A holistic approach to therapy
When prompted to design a product that would help patients remember to take their medication, through our research we ran into a larger systemic issue; Patients are struggling to get better because they are misusing their medication or their medication is biologically incompatible.
To ensure that patients are on the road to recovery, communication between the patient and doctor must be accurate and medication must be taken properly as well as monitored for effectiveness.
Treating Mental Health
We recorded and interviewed patients as well as a psychiatrist to gain insights about each area of this triangle. The key insights and quotes included:
“I need to gather a lot of information in very little time to asses how to treat a patient.”
“If I have a panic attack on Monday but I see my therapist on Friday, I wont always remember the details.

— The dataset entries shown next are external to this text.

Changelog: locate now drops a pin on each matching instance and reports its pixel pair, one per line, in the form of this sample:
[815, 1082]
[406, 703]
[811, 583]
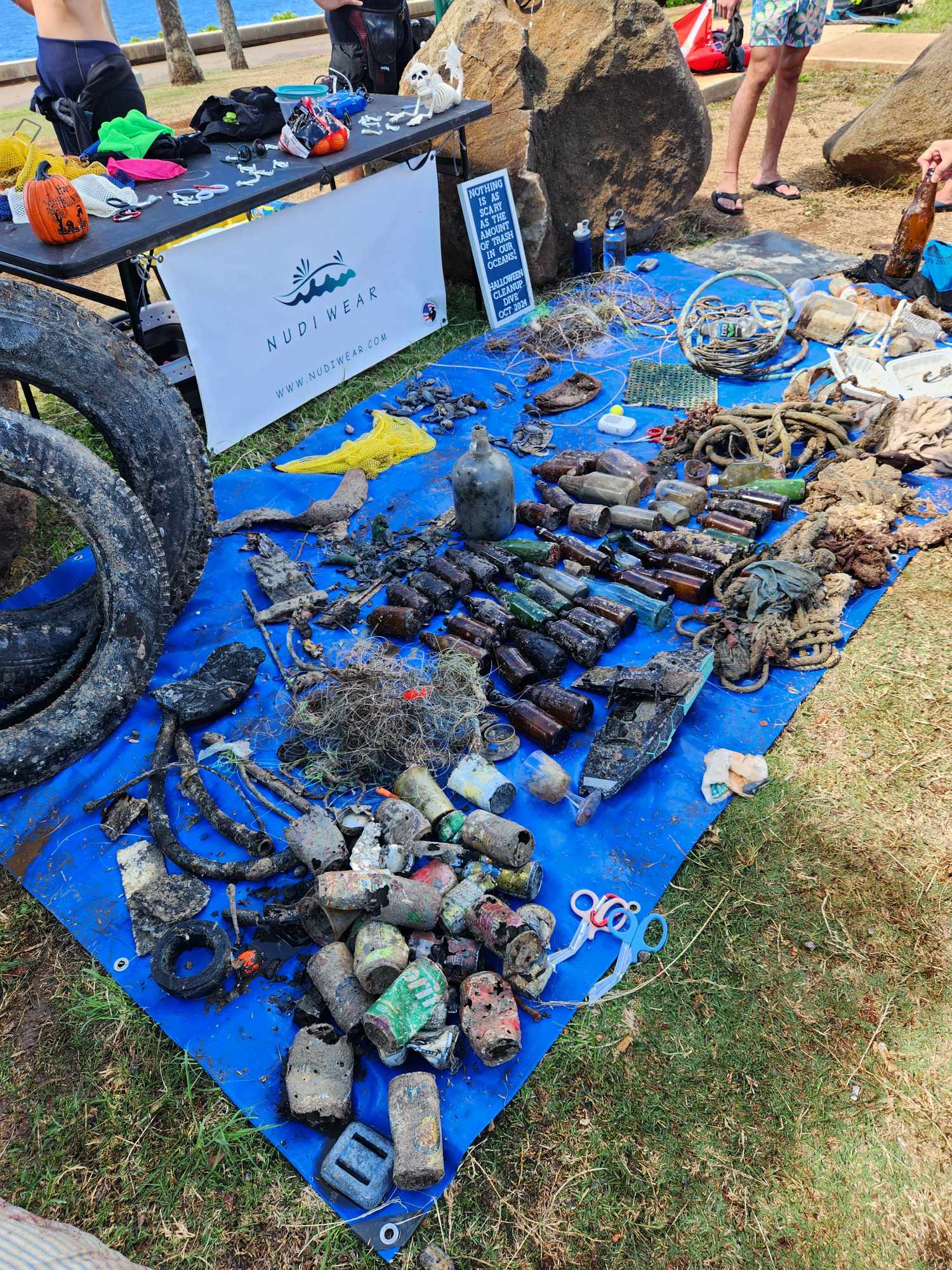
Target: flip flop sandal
[578, 391]
[727, 211]
[772, 190]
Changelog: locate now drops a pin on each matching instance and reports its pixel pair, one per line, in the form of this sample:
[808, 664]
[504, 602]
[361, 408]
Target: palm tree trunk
[233, 41]
[183, 64]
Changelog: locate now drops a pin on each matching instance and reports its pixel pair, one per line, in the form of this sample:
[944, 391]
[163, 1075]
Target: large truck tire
[62, 349]
[131, 594]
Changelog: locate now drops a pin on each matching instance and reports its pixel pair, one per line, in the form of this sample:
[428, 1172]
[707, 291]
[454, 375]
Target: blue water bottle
[615, 246]
[582, 248]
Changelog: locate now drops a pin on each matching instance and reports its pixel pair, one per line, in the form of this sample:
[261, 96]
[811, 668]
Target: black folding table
[125, 244]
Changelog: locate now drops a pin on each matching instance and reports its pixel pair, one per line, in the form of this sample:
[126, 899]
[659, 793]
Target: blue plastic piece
[360, 1165]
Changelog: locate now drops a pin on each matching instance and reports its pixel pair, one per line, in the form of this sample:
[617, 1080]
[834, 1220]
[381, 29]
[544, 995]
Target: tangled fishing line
[373, 714]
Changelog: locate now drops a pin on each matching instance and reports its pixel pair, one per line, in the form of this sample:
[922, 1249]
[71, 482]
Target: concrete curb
[211, 41]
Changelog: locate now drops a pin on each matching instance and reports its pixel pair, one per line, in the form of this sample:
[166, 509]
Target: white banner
[282, 309]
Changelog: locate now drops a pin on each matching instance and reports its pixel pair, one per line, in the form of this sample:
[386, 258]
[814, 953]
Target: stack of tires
[73, 669]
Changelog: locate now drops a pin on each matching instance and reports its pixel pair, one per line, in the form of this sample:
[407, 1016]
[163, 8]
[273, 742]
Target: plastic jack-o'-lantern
[55, 210]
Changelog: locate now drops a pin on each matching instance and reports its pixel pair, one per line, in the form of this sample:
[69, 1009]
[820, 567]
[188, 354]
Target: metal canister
[413, 1000]
[380, 956]
[491, 1018]
[526, 882]
[501, 840]
[319, 1078]
[332, 972]
[482, 784]
[416, 1131]
[418, 788]
[459, 902]
[503, 932]
[437, 874]
[402, 821]
[383, 895]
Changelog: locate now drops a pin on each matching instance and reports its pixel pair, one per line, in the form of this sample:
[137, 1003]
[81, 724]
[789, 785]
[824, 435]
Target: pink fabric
[147, 170]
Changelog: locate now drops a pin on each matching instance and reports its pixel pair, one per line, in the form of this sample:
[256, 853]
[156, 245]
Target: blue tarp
[634, 845]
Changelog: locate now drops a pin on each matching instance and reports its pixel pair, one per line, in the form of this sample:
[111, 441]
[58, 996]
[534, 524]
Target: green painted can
[794, 487]
[414, 999]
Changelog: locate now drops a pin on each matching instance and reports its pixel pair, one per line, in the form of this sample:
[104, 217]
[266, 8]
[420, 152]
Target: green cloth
[131, 137]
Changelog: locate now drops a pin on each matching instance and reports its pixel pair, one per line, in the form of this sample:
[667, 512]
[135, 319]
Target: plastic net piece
[389, 443]
[678, 388]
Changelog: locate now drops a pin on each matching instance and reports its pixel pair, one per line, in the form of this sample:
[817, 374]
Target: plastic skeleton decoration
[433, 95]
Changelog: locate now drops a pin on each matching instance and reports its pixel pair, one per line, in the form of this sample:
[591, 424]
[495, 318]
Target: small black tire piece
[134, 600]
[59, 347]
[180, 939]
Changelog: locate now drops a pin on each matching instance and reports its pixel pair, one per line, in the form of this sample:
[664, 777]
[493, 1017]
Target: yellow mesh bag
[389, 443]
[21, 159]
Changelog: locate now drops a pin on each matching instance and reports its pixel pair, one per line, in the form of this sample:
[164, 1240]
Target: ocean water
[18, 31]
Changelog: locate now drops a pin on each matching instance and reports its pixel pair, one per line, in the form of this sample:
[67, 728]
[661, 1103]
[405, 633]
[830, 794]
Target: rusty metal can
[395, 900]
[483, 784]
[501, 840]
[380, 956]
[437, 874]
[332, 972]
[418, 788]
[502, 930]
[413, 1102]
[459, 902]
[402, 822]
[491, 1018]
[416, 999]
[319, 1078]
[459, 957]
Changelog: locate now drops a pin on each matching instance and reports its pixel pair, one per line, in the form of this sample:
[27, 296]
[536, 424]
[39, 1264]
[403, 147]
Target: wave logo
[309, 284]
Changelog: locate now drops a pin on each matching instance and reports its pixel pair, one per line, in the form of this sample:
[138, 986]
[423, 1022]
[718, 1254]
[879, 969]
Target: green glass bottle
[526, 612]
[544, 595]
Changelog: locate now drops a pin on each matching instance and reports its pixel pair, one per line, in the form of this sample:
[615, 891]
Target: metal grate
[678, 388]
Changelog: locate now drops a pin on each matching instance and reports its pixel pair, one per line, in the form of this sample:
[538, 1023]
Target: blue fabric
[633, 846]
[64, 65]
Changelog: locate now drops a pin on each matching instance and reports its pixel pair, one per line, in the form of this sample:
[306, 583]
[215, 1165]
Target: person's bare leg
[780, 109]
[764, 63]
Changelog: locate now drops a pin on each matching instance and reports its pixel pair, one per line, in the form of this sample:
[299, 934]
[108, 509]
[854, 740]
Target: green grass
[935, 16]
[703, 1120]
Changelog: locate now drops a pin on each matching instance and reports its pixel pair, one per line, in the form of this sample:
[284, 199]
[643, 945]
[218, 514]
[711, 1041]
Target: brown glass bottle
[406, 598]
[644, 582]
[545, 655]
[574, 549]
[536, 515]
[623, 615]
[728, 524]
[598, 628]
[571, 708]
[532, 722]
[503, 562]
[395, 623]
[555, 496]
[453, 575]
[454, 645]
[479, 568]
[515, 669]
[581, 647]
[695, 591]
[491, 613]
[469, 628]
[439, 592]
[913, 232]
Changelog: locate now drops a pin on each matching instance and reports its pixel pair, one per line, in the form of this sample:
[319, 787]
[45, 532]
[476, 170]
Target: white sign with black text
[282, 309]
[497, 246]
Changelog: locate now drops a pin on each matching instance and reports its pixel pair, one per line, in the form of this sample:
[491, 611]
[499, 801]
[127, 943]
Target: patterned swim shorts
[795, 23]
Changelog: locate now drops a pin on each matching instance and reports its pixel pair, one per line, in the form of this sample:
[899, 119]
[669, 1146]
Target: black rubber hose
[62, 349]
[134, 599]
[164, 835]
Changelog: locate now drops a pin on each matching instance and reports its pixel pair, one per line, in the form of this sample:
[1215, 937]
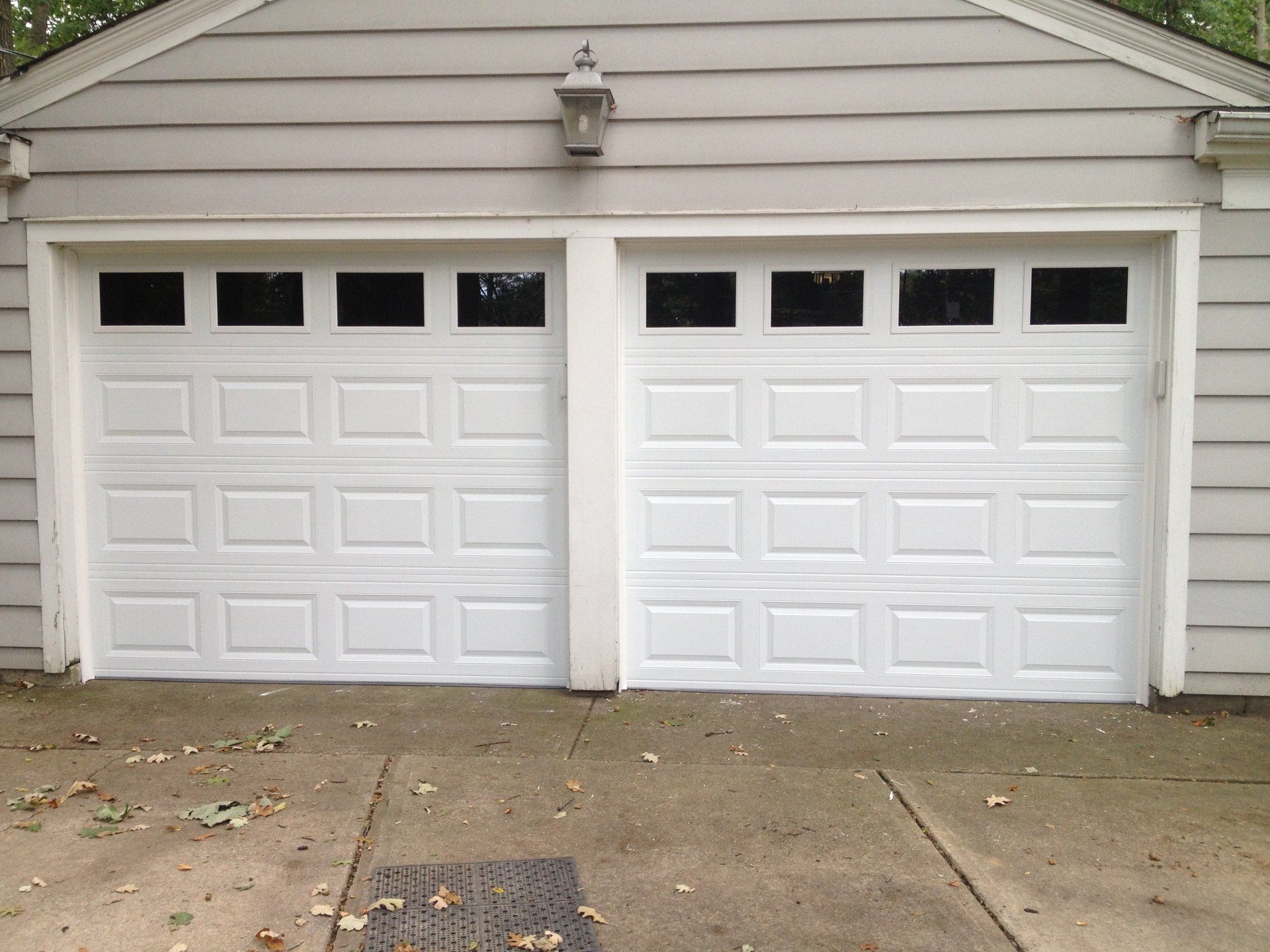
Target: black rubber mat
[526, 896]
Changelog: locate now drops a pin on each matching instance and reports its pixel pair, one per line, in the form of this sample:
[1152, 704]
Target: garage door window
[947, 298]
[259, 300]
[142, 299]
[1080, 298]
[690, 300]
[379, 300]
[502, 300]
[817, 300]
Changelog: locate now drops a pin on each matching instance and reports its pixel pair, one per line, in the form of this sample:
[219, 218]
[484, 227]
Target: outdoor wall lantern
[585, 106]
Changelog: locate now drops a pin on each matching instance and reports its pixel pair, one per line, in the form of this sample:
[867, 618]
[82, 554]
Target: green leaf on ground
[215, 814]
[177, 920]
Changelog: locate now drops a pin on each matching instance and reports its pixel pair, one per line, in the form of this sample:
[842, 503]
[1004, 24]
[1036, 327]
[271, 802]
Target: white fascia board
[1238, 143]
[1144, 46]
[113, 50]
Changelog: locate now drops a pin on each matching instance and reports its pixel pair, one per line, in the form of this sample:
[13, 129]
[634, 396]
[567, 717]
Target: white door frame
[595, 357]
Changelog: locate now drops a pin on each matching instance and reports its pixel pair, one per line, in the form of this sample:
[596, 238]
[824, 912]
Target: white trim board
[1143, 46]
[113, 50]
[1095, 26]
[51, 257]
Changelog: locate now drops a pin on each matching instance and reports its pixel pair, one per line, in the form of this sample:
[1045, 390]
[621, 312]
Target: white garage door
[325, 466]
[911, 470]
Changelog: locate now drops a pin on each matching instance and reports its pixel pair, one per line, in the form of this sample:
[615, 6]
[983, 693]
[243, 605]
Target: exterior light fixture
[585, 106]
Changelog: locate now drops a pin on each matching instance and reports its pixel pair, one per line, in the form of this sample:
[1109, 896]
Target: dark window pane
[143, 299]
[502, 300]
[818, 299]
[691, 300]
[943, 298]
[1080, 296]
[261, 299]
[379, 300]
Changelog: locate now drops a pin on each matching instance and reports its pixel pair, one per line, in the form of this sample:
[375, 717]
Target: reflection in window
[379, 299]
[1080, 296]
[143, 299]
[259, 299]
[690, 300]
[502, 300]
[818, 299]
[947, 298]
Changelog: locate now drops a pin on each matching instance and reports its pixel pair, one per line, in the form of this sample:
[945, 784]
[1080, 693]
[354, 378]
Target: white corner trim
[1143, 46]
[1238, 143]
[114, 50]
[1171, 574]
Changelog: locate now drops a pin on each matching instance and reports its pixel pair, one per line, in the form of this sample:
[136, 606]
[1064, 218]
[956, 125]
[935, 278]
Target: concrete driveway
[800, 823]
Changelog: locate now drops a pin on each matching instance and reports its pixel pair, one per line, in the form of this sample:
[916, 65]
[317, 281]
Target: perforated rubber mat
[525, 896]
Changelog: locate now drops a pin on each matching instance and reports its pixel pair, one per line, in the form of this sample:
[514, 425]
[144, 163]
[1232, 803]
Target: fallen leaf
[78, 787]
[177, 920]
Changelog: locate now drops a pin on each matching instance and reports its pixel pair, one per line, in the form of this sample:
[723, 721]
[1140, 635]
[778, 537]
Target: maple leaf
[351, 923]
[271, 939]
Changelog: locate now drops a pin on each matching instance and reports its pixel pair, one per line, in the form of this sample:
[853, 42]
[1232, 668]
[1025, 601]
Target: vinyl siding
[328, 107]
[1228, 611]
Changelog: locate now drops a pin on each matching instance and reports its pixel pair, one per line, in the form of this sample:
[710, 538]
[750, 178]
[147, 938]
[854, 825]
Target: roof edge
[1146, 46]
[112, 50]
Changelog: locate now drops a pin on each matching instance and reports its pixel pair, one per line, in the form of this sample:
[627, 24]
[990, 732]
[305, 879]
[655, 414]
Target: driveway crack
[948, 858]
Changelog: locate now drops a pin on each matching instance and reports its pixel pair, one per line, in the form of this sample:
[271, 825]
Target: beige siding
[19, 543]
[329, 107]
[1230, 594]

Patients and healthcare providers wished they had seen health trends sooner
Patients have trouble keeping track of treatment and exercises
With those key points in mind we explored various forms and use cases for the device itself. We knew that this would be a very intimate device, so the form had so have semantics that reflected soothing, trusting, and inviting details, but also be discrete.
Product semantics inspiration
We developed a minimal form that functioned to carry medications in a discrete manner.
We designed an simple interaction between the patient and the device that would collect information about how they are feeling. This information could be shared with their therapist or doctor to keep track of health trends that could tell wether or not a medication is effective.
Proof of concept
To show and prove that this conceptual interface is feasible I prototyped the interaction using an Arduino, rotary encoder, and neo-pixel ring. The result that is shown above pictures a visual cue, in this case a gradation in hue, that indicates a value change when the patient is inputting how they're feeling. This lighting cue serves not only to be an indicator, but also to be soothing, to help form trust between the device and the patient.
One of the key insights from our interviews was that the act audio journaling was not only helpful for patients, but also that sometimes they forget the details of what brought on, for example, a panic attack. Having that information at a therapy session could provide the psychiatrist with key insights that then help with the patients treatment.
Never forget to take your medication again
The device's size makes it discrete and portable so you can have your medications with you wherever you are. With the option for haptic, audio, and visual notifications, you can set the times at which you want to take your medications.
By encouraging better documentation, communication, and habits, Mindful would be a step in the right direction when it comes to treating mental health. These same principles could help in other therapy related situations such as ensuring that opioids and other drugs are not abused by patients.